Resampling Technique
I chose a v-fold cross-validation as my resampling method. The method has 10 folds repeated 5 times. I chose to use 10 folds to allow for an equilibrium between bias and variance. Again, given our data set is on the smaller side, it is not necessary to explore a larger amount of folds, as a higher value would likely create a very high variance. Repeating 5 times allows us to diminish the noisiness of our data. This technique is particularly useful for the standard errors’ accuracy within our performance metric.
When folding, our model fits on 9396 observations and is assessed on about 1044 observations. I find these numbers to be reasonable; we have a nice number of observations for the model itself and ample observations for assessment. Through data collection, I noticed that each NBA season has about 500 players. So, we can think of this method as assessing with two seasons’ worth of players.
Model Types
My project will use the null model, linear regression model, elastic net model, random forest model, gradient boosted tree model, neural network regression model, and multivariate adaptive regression splines model. A key reason for my choices was to continuously increase flexibility while examining the change in the interpretability of my results. Also, many of the predictor variables have high correlations with each other. A few examples of these correlations are seen in Table 3:
| term | mp | fg | fga |
|---|---|---|---|
| mp | NA | 0.8913389 | 0.8951823 |
| fg | 0.8913389 | NA | 0.9810554 |
| fga | 0.8951823 | 0.9810554 | NA |
High correlation can lead to unstable estimates and overfitting in my models, so I address this issue through my choices of methodology. An expanded analysis of this observation can be found in the EDA portion of the appendix.
Null and Linear
The null and linear regression models are used mainly as a baseline. These models give a simple, trivial result to my data. We can assume that there are complexities in our data that need to be accounted for to produce the best performance metric. However, having baselines gives us a good indication of whether or not our other models are being hurt by complexity.
Keeping in mind the simplicity of the models, the null and linear regression models do not have hyperparameters to tune.
Elastic Net
The elastic net model will address some of the high correlation and multicollinearity concerns I have with the data; Since the elastic net model uses the lasso and ridge techniques to penalize multicollinearity issues, this model is great for my analysis.
I will tune two hyperparameters for this model. The mixture hyperparameter allows us to test different proportional combinations of the lasso and ridge techniques used for penalization. The penalty hyperparameter allows us to vary the punishment a model incurs for multicollinearity issues.
Random Forest
The random forest model is a nice median between interpretability and flexibility.

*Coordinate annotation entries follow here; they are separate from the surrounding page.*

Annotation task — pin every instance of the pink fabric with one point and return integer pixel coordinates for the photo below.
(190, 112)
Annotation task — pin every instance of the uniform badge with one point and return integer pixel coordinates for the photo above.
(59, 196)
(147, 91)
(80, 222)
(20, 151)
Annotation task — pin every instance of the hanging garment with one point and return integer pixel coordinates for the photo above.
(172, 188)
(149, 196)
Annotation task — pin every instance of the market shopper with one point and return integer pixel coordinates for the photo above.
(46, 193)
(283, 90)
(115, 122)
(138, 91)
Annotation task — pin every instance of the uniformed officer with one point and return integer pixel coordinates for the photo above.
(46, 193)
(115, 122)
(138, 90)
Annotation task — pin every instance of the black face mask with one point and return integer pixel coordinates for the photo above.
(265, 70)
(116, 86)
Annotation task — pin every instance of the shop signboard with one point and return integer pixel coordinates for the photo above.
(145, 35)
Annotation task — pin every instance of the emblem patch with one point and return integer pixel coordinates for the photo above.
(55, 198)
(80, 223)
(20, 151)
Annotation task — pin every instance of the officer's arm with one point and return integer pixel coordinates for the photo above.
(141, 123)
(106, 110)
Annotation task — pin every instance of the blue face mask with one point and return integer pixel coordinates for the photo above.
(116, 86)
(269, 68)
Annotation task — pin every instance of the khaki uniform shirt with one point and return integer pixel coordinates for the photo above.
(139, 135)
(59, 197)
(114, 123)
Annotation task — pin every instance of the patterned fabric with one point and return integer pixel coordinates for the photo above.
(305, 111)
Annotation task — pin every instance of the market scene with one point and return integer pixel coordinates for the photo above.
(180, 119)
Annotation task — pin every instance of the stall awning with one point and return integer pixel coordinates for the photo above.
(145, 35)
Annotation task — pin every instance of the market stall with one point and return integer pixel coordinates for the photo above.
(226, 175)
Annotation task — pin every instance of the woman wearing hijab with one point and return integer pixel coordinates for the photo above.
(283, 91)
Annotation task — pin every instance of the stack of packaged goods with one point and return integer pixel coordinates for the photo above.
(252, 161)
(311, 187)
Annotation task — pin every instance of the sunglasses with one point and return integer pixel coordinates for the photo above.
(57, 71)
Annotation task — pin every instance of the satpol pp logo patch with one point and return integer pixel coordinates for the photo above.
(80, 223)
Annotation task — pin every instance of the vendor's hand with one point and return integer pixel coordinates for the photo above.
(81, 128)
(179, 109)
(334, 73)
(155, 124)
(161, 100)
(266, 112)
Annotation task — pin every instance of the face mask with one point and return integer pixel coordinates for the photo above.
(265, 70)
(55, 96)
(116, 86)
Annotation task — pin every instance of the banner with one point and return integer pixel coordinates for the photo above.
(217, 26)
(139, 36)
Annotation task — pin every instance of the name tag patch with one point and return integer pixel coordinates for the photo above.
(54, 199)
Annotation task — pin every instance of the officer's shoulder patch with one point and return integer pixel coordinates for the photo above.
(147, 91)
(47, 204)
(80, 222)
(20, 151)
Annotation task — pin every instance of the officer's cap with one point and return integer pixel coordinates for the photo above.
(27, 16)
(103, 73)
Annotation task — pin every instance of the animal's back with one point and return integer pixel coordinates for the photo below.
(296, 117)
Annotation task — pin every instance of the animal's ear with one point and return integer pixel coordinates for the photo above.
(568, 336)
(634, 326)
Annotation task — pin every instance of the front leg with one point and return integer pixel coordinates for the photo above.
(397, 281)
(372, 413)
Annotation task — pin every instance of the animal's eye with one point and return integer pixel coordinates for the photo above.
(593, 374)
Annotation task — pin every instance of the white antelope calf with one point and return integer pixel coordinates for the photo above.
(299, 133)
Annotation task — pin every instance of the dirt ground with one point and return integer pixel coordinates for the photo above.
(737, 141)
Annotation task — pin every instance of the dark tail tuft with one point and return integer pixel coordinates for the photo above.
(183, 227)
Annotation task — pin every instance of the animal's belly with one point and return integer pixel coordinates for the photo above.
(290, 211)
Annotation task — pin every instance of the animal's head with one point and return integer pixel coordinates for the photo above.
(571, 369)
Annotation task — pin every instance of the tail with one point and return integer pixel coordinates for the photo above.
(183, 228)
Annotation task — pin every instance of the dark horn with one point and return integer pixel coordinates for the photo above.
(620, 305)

The model handles overfitting concerns and outliers well. In addition, this model can handle both linear and nonlinear relationships. Exploring the training set, I saw a few predictors that may have a nonlinear relationship with the outcome variable. For example, Figure 5 shows that the blocks predictor does not seem to have a steady, linear trend.
More examples are found in the EDA. If these visualizations are truly nonlinear, random forests will handle these relationships with little tuning. Concerning tuning, I vary three hyperparameters. First, I vary the number of predictors used for each decision tree. It is important to keep in mind that lower values of this hyperparameter could cause overfitting. Next, I tune the number of decision trees used in the prediction model. Allowing for a larger amount of trees should lead to more robust predictions at the cost of longer computation times. Finally, I vary the minimum number of nodes needed in each node. It is best to keep this value on the lower side, as lower values lead to more complexity required to capture the patterns of our data.
Gradient Boosted Tree
Boosted trees allow for more complexity in our data than random forests, potentially creating more accurate performance metrics. However, the hyperparameters are quite sensitive; If the parameters are not tuned correctly, the results will not be worthwhile. This model will tune the same hyperparameters as in the random forest model. Additionally, boosted trees tunes the rate at which the model learns from previous iterations of itself. Using a lower value for this hyperparameter decreases the chance of overfitting since the weights of each tree are smaller. However, a lower value means a higher number of trees to achieve robust results.
MARS
I am choosing to try the multivariate adaptive regression splines (MARS) model mainly for its ability to deal with nonlinearity while still having high interpretability compared to other models with a heavy nonlinearity focus. However, if our nonlinear data has many sharp changes (say one of our predictor-outcome relationships exhibits multiple peaks and troughs), the piecewise linear segments that MARS uses to capture its nonlinear relationships may not be accurate.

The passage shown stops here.